Long Run was retired after his Carlisle defeat, leaving his rider without an obvious Grand National mount. However, Waley-Cohen has won six times over the famous green fences, in the Becher Chase, the Topham and the Fox Hunters, putting him into the conversation for any spare rides.

Carberry, meanwhile, has completed the course four times from five Grand National rides, including last year on First Lieutenant, a ride she was given only because Bryan Cooper was suspended for whip-related offences. This time, Carberry has herself fallen foul of the whip rules for her winning ride in the Foxhunter Chase at the Cheltenham Festival, resulting in a seven-day ban that will end on Grand National day.

Bans for amateur jockeys are only enforced on days when there are races specifically aimed at them, leading at least one paper to report on Monday that Waley-Cohen could compete in the Grand National. But this is not the case, as the British Horseracing Authority has clarified, because the race after the National is restricted to amateurs and conditional jockeys.

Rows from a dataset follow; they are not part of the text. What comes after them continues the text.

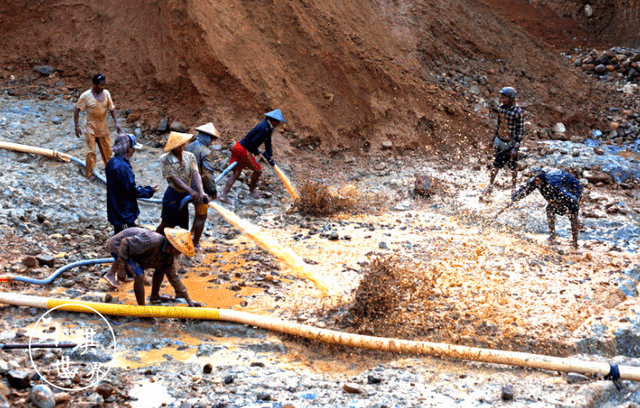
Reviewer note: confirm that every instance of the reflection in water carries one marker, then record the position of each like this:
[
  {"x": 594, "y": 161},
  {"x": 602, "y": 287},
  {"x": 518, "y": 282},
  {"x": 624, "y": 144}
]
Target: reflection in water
[
  {"x": 150, "y": 395},
  {"x": 270, "y": 245}
]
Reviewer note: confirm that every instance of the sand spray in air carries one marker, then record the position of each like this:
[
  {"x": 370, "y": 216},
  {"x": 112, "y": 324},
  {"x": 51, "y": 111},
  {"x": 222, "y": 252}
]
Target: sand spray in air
[
  {"x": 287, "y": 183},
  {"x": 270, "y": 245}
]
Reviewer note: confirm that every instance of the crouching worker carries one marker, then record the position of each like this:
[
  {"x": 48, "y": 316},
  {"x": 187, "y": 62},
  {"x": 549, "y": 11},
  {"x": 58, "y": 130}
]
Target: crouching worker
[
  {"x": 562, "y": 191},
  {"x": 137, "y": 249}
]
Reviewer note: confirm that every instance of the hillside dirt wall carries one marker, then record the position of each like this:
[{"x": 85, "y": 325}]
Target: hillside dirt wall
[{"x": 347, "y": 74}]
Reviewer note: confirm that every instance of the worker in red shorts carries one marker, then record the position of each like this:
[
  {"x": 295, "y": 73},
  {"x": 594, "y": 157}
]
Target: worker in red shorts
[{"x": 241, "y": 153}]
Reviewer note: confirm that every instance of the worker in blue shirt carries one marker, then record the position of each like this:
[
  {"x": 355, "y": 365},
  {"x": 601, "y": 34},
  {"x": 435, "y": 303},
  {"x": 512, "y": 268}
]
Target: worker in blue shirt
[
  {"x": 122, "y": 191},
  {"x": 562, "y": 191},
  {"x": 244, "y": 150}
]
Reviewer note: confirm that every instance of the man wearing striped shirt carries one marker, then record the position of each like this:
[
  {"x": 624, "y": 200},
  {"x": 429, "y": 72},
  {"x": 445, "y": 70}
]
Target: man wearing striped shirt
[{"x": 507, "y": 138}]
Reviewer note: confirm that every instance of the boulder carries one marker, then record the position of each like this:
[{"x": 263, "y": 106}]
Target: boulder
[
  {"x": 594, "y": 176},
  {"x": 424, "y": 185}
]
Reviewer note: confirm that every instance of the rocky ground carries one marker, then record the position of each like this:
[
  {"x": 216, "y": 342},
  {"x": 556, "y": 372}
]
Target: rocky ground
[{"x": 499, "y": 284}]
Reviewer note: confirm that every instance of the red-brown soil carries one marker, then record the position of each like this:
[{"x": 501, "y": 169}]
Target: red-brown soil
[{"x": 346, "y": 74}]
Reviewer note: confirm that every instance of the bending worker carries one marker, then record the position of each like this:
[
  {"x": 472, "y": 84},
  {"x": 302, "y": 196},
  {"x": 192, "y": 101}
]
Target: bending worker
[
  {"x": 240, "y": 153},
  {"x": 122, "y": 191},
  {"x": 96, "y": 101},
  {"x": 179, "y": 168},
  {"x": 200, "y": 149},
  {"x": 506, "y": 141},
  {"x": 562, "y": 191},
  {"x": 137, "y": 249}
]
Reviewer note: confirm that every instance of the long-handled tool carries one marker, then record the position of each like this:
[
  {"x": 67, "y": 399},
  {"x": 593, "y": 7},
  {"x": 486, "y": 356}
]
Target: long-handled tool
[
  {"x": 15, "y": 346},
  {"x": 283, "y": 177}
]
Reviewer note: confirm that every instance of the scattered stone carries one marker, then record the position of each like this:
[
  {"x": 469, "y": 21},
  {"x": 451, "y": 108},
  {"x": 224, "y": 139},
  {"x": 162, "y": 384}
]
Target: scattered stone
[
  {"x": 263, "y": 396},
  {"x": 46, "y": 260},
  {"x": 104, "y": 389},
  {"x": 424, "y": 185},
  {"x": 18, "y": 379},
  {"x": 371, "y": 379},
  {"x": 588, "y": 10},
  {"x": 177, "y": 126},
  {"x": 44, "y": 70},
  {"x": 42, "y": 396},
  {"x": 61, "y": 397},
  {"x": 601, "y": 68},
  {"x": 351, "y": 388},
  {"x": 95, "y": 399},
  {"x": 507, "y": 392},
  {"x": 594, "y": 176},
  {"x": 163, "y": 125},
  {"x": 30, "y": 261}
]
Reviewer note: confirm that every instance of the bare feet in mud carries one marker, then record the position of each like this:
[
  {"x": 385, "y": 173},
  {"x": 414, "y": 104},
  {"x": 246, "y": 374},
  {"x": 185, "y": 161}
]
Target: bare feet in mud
[
  {"x": 226, "y": 200},
  {"x": 110, "y": 278}
]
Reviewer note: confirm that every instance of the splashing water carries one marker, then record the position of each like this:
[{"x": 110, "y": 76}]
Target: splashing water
[
  {"x": 270, "y": 245},
  {"x": 287, "y": 183}
]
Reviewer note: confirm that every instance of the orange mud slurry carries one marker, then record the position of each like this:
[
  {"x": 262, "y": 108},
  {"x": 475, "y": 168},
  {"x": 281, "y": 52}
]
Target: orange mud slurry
[
  {"x": 269, "y": 244},
  {"x": 287, "y": 183}
]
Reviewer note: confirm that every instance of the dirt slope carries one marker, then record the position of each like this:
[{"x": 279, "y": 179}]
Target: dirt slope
[
  {"x": 346, "y": 73},
  {"x": 615, "y": 21}
]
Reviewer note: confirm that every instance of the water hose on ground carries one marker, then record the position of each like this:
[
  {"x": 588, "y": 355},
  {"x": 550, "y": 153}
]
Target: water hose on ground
[
  {"x": 55, "y": 274},
  {"x": 333, "y": 337},
  {"x": 61, "y": 156}
]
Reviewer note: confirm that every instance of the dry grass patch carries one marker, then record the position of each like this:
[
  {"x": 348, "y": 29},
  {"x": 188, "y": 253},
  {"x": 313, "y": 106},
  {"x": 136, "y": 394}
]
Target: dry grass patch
[{"x": 318, "y": 199}]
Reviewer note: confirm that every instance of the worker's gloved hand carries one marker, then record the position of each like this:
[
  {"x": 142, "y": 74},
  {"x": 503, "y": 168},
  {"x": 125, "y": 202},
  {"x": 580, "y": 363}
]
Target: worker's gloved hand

Thistlecrack’s many new fans could get two more chances to see him this jumps season, according to Colin Tizzard, trainer of the unchallenged World Hurdle winner. The eight-year-old, who hacked up by seven lengths at the Cheltenham Festival last week, is being aimed at a race during Aintree’s Grand National meeting and could go over to Ireland for the Punchestown Festival three weeks later.

“As long as the ground is OK and the horse is in good form, I don’t see any reason not to take him to Aintree,” Tizzard said. “I know he’s had four runs already [this winter]but his races have been nicely spaced out and he seems to have come out of Cheltenham very well.

“He came back home well, he hasn’t turned a hair and doesn’t look like he had a particularly hard race, although when you get into that top league the races are bound to take something out of you. We’re very happy with him and, as long as the ground is on the soft side of good, he’ll go to Aintree and we’ll see where we are after that.”